A common way to trigger ggplot2 errors (or create confusing plots) is to use bar and line charts before the data is summarised. For example, a line chart is inappropriate with many ages per previous marriage status in the data.
- Changing the plot above to a bar chart instead returns a confusing error.
## Error: stat_count() must not be used with a y aesthetic.
ggplot2::geom_col()
orggplot2::geom_bar(stat = "identity")
will plot the data for us without and error but it’s showing the sum of all the ages in each previous marriage category which doesn’t tell us an interesting story in the data.
marriage %>%
ggplot2::ggplot() +
ggplot2::aes(
x = prev_marriage,
y = age
) +
ggplot2::geom_bar(stat = "identity")
Another reason to avoid starting EDA with bars is they may perform a statistical transformation without us realising. As explained in the Statistical Transformations chapter of R for Data Science.
A bar or line may end up being the final plot choice, but for fast EDA let’s avoid them and retreat to our friend
ggplot2::geom_point()
5.2 Retreat to geom_point()
- Let’s go back to using
ggplot2::geom_point()
and facet by person.
marriage %>%
ggplot2::ggplot() +
ggplot2::aes(
x = prev_marriage,
y = age
) +
ggplot2::facet_wrap(~person) +
ggplot2::geom_point(alpha = 0.3)
Immediately this is the start of an interesting story we can follow. We see the ages of brides and grooms shown by whether they are getting married for the first time or if they have been divorced or widowed.
As well as data points we might also experiment with different ways of showing these distributions. Hadley Wickham’s ggplot2: Elegant Graphics for Data Analysis has a good short chapter on displaying distributions.
First let’s try a histogram and see if this helps us tell a good story.
marriage %>%
ggplot2::ggplot() +
ggplot2::aes(x = age) +
ggplot2::facet_wrap(~ person +
prev_marriage) +
ggplot2::geom_histogram()
## `stat_bin()` using `bins = 30`. Pick better value with `binwidth`.
- We get a warning about the bin width. We can set the bin width by hand, say 6 bins.
marriage %>%
ggplot2::ggplot() +
ggplot2::aes(x = age) +
ggplot2::facet_wrap(~ person +
prev_marriage) +
ggplot2::geom_histogram(bins = "6")
This looks better but is there an optimum bin number? There is probably no optimum width, as discussed in this stackexchange question.

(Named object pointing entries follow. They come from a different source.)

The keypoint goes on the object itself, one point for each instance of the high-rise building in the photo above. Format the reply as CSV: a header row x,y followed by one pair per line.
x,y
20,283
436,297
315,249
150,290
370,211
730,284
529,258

Let’s also try a density distribution plot using
ggplot2::geom_density()
p <-
marriage %>%
ggplot2::ggplot() +
ggplot2::aes(
x = age,
fill = prev_marriage
) +
ggplot2::geom_density(adjust = 1,
alpha = 0.5,
colour = NA) +
ggplot2::facet_wrap(vars(person),
ncol = 1) +
ggplot2::theme_minimal()
directlabels::direct.label(p, list("top.points", cex = .75, hjust = 0, vjust = -0.2))

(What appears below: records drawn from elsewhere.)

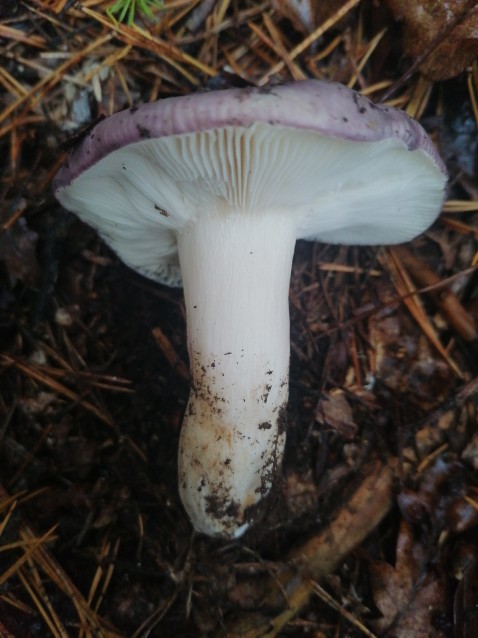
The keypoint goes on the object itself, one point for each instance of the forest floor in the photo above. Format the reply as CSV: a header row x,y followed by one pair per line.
x,y
372,529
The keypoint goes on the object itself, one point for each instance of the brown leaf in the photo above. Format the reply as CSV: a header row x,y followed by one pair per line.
x,y
408,594
426,21
334,411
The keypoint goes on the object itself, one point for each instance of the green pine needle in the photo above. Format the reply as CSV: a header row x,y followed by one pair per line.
x,y
125,10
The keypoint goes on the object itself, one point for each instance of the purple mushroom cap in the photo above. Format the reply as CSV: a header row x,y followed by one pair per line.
x,y
372,177
328,108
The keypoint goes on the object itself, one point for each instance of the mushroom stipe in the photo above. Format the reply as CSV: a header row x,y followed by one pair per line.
x,y
210,191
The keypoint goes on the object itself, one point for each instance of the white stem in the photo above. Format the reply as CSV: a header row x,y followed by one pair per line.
x,y
236,273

5.3 geom_jitter() and geom_boxplot() is better
- But with so few data points I think that
ggplot2::box_plot()
with the data points overlaid usingggplot2::geom_jitter()

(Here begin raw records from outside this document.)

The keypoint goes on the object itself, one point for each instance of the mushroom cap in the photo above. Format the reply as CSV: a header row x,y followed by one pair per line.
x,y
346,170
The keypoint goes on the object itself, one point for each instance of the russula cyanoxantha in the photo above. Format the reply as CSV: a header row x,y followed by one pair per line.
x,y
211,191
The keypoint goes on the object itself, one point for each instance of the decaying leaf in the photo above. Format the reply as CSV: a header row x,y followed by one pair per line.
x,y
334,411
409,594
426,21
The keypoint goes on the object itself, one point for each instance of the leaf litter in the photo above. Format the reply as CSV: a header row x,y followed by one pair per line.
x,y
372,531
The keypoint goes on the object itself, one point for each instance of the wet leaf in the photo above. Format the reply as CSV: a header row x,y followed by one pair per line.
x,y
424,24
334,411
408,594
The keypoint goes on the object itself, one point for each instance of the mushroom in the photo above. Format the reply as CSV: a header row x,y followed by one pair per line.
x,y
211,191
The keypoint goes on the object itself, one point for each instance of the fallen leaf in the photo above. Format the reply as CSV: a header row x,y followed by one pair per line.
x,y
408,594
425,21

tells the data story well.
5.4 Final choice: geom_dotplot() and stat_summary()
The plot above would have been my final choice until I saw the fantastic “evolution of a ggplot” post by Cedric Sherer.
In the gif below you can see Sherer also starts with a boxplot, but his final choice is
ggplot2::geom_jitter()
andggplot2::stat_summary()
. His post gives the full code in a gradual code story presented like the ggplot flip-books.
- And here is his final plot shown at the end of the looping gif above.
- Inspired by that plot and its code I prefer my final plot below on the marriage data. It is more engaging than a boxplot as it tells the story with little or no explanation needed. Much like a plot in a quality online newspaper can. I have also used
ggplot2::geom_dotplot()
instead ofggplot2::geom_jitter()
. The dot plot lines up dots that very close in value. I found this geom_dotplot tutorial helpful to understand how to use it and control how the dots are lined up using the binwidth argument.
p <- marriage %>%
dplyr::group_by(person,prev_marriage) %>%
dplyr::mutate(pers_prev_avg = median(age)) %>%
dplyr::ungroup() %>%
dplyr::group_by(person) %>%
dplyr::mutate(pers_avg = median(age)) %>%
dplyr::ungroup() %>%
ggplot2::ggplot() +
ggplot2::aes(
x = prev_marriage,
y = age,
fill = prev_marriage,
colour = prev_marriage,
) +
ggplot2::facet_wrap(~person, ncol = 1) +
ggplot2::stat_summary(fun.y = median,
geom = "point",
size = 4,
alpha = 0.8) +
ggplot2::stat_summary(aes(label= paste( round(..y..,1),
" years")),
fun.y=median,
colour = "black",
geom="text",
size=3,
vjust = -1.5) +
ggplot2::geom_hline(aes(yintercept = pers_avg),
color = "gray70",
size = 0.6) +
ggplot2::geom_text(aes(x = 0.7,
y = pers_avg,
label = paste(person," average age", round(pers_avg,0)),
hjust = 1.05),
colour = "black",
size = 3) +
ggplot2::geom_segment(aes(x = prev_marriage,
xend = prev_marriage,
y = pers_avg,
yend = pers_prev_avg),
size = 0.8) +
ggplot2::geom_dotplot(binaxis = "y",
dotsize = 1,
method = "dotdensity",
binwidth = 0.5,
alpha = 0.4,
stackdir = "center",
stackratio = 1.5) +
ggplot2::scale_color_brewer(type = "qual",
palette = "Dark2") +
ggplot2::scale_fill_brewer(type = "qual",
palette = "Dark2") +
ggplot2::theme_minimal() +
ggplot2::theme(
plot.title = element_text(size = 14,
hjust = 0),
legend.position = "none",
axis.title.x = element_blank(),
axis.title.y = element_blank(),
panel.grid = element_blank(),
strip.text.x = element_text(size = 12,
hjust = 0.1),
panel.border = element_rect(colour = "black",
fill=NA,
size = 0.1)
) +
ggplot2::scale_y_continuous(breaks=base::seq(0,100,10)) +
ggplot2::coord_flip() +
ggplot2::labs(
title = "Age* of brides and grooms by previous marriage status",
caption = "*The average ages are the median, the middle age among all ages.\n i.e. 50% of ages fall below the median value and 50% above it"
)
ggplot2::ggsave(file="marriage.svg",
device = "svg",
plot=p)
## Saving 7 x 5 in image
In the plot above we can see grooms are older on average overall. But do they tend to be older or younger than their bride within each marriage?
As a final quick exploratory chart let’s put the ceremony ID on the x-axis, use
ggplot2::geom_point()
for age, and give the data points for brides and grooms their own colour. Adding the ceremony IDbookpageID
to the group aesthetic means that when we addggplot2::geom_line()
this creates a line that joins the two data points for each marriage.We can see that most grooms are older than most brides in each ceremony.